Chiny zakazały importu niektórych serów, KE zaniepokojonaChiny zakazały importu niektórych serów z Europy, w tym francuskich. Port w Szanghaju co najmniej od trzech tygodni nie przyjmuje ich transportów. Komisja Europejska wyraziła zaniepokojenie. Chiny nie odpowiedziały jeszcze na skargę Brukseli.
Według firmy Cheese Republic sprzedającej europejskiej sery
w Chinach oraz źródeł dyplomatycznych władze sanitarne zaostrzyły kontrole i
zakazały importu serów produkowanych z udziałem szczepów bakterii niedozwolonych
w Chinach.
Przedstawiciele branży zauważają, że stało się to bez
ostrzeżenia po kilku dekadach bezproblemowego i bezpiecznego importu tych serów
do Chin. Zwraca się przy tym uwagę, że zakaz nie obejmuje takich gatunków
serów, jak francuskie raclette, gruyere, emmental czy włoska mozzarella.
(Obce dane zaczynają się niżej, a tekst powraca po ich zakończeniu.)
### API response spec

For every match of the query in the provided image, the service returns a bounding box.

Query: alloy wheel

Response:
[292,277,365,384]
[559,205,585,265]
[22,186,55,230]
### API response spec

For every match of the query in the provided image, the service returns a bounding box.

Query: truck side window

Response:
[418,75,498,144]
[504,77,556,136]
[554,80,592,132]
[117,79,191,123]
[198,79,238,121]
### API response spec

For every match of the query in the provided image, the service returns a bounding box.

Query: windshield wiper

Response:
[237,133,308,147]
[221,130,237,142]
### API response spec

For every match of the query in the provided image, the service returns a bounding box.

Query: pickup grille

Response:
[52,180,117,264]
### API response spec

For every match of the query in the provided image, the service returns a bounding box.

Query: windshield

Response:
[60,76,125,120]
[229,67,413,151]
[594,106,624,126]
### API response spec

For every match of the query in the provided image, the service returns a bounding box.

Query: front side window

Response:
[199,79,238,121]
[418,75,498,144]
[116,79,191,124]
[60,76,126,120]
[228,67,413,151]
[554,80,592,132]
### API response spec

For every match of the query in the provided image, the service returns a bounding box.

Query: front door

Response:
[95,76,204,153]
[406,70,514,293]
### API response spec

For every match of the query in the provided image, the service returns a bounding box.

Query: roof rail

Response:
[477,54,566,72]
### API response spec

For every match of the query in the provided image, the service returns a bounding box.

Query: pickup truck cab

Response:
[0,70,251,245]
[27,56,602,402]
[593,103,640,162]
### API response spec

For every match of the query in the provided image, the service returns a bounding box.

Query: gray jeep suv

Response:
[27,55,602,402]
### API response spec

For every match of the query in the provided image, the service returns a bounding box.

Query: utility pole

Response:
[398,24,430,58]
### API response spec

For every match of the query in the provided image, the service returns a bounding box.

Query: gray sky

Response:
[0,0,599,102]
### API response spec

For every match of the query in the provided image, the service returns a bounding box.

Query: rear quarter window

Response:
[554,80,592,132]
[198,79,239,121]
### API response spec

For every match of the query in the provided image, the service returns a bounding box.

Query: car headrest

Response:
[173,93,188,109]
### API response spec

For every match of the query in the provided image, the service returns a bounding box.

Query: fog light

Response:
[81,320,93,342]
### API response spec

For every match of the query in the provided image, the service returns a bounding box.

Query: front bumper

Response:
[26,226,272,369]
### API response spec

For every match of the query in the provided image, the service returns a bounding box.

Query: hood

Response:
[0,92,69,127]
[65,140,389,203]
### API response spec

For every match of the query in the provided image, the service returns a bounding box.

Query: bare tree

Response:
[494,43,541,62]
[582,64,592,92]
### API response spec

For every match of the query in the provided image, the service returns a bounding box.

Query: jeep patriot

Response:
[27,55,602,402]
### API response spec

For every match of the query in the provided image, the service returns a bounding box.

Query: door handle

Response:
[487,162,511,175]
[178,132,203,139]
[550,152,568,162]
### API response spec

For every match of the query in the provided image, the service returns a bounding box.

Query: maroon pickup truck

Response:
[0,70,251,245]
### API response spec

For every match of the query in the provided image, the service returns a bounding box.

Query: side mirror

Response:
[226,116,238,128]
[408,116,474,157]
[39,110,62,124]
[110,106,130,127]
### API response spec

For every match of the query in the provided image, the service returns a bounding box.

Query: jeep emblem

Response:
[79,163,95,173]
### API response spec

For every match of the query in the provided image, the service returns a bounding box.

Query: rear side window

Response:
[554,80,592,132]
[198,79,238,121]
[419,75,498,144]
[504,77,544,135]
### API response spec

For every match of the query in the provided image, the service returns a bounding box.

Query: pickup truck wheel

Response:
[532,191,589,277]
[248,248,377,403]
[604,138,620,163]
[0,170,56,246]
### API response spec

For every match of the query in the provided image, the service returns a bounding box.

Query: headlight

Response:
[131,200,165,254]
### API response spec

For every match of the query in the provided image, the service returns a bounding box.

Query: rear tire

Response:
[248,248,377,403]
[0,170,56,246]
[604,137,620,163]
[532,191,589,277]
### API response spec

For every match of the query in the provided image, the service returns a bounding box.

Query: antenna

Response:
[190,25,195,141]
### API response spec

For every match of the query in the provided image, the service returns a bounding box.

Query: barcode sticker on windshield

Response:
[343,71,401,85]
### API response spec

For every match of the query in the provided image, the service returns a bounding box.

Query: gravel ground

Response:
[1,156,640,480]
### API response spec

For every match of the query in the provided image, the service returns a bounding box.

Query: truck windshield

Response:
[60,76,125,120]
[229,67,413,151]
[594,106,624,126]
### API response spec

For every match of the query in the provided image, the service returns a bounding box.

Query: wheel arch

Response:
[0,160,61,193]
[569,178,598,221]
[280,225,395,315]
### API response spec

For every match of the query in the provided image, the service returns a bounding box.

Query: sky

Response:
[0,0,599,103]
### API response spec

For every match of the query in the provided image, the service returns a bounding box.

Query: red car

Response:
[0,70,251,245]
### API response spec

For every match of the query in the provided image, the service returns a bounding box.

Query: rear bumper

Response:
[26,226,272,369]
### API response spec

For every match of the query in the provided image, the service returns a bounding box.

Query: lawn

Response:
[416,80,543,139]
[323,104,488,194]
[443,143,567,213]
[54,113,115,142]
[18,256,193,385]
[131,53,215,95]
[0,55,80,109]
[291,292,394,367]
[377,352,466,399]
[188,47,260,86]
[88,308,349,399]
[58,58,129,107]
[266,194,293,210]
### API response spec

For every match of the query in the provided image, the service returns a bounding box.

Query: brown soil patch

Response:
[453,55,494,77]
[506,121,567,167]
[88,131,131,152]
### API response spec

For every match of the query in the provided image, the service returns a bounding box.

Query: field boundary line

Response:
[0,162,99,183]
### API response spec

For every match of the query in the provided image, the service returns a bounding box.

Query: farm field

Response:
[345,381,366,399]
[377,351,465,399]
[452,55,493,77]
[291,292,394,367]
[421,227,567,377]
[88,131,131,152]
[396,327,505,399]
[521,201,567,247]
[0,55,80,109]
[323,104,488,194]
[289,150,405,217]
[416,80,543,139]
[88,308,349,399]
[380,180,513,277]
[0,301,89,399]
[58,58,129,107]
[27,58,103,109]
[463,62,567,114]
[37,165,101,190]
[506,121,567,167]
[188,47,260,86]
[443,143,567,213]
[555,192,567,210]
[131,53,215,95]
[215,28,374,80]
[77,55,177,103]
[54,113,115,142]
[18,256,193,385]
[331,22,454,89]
Nadal
dozwolony jest też import serów do smarowania pieczywa.
"Chińskie władze nie odpowiedziały na nasze listy i nie
wypełniają zobowiązań wynikających ze standardów międzynarodowych" -
powiedziały źródła w KE. Wskazały, że zakazane sery są od setek lat produkowane
w Europie i nie stwarzają żadnego zagrożenia pod kątem bezpieczeństwa żywności.
Chińczycy pokochali nabiał
Spożycie nabiału w Chinach w ostatnich latach znacząco
wzrosło, jednak europejskie sery są konsumowane głównie przez obcokrajowców tam
mieszkających. Wyjątkiem jest mozzarella używana do wypieku pizzy, choć zwykle
pochodzi ona nie z Włoch, ale z Nowej Zelandii albo Australii. Te dwa kraje
odpowiadają za większość importu serów do Chin.
Sprzedaż serów w Chinach ma w tym roku wzrosnąć o 26 proc.,
do równowartości 812 mln dol. - podaje firma Euromonitor. 90 proc. serów
sprzedawanych na chińskim rynku pochodzi z importu. Najpopularniejsze sery
francuskie: brie i camembert mają 15 proc. udziału w rynku.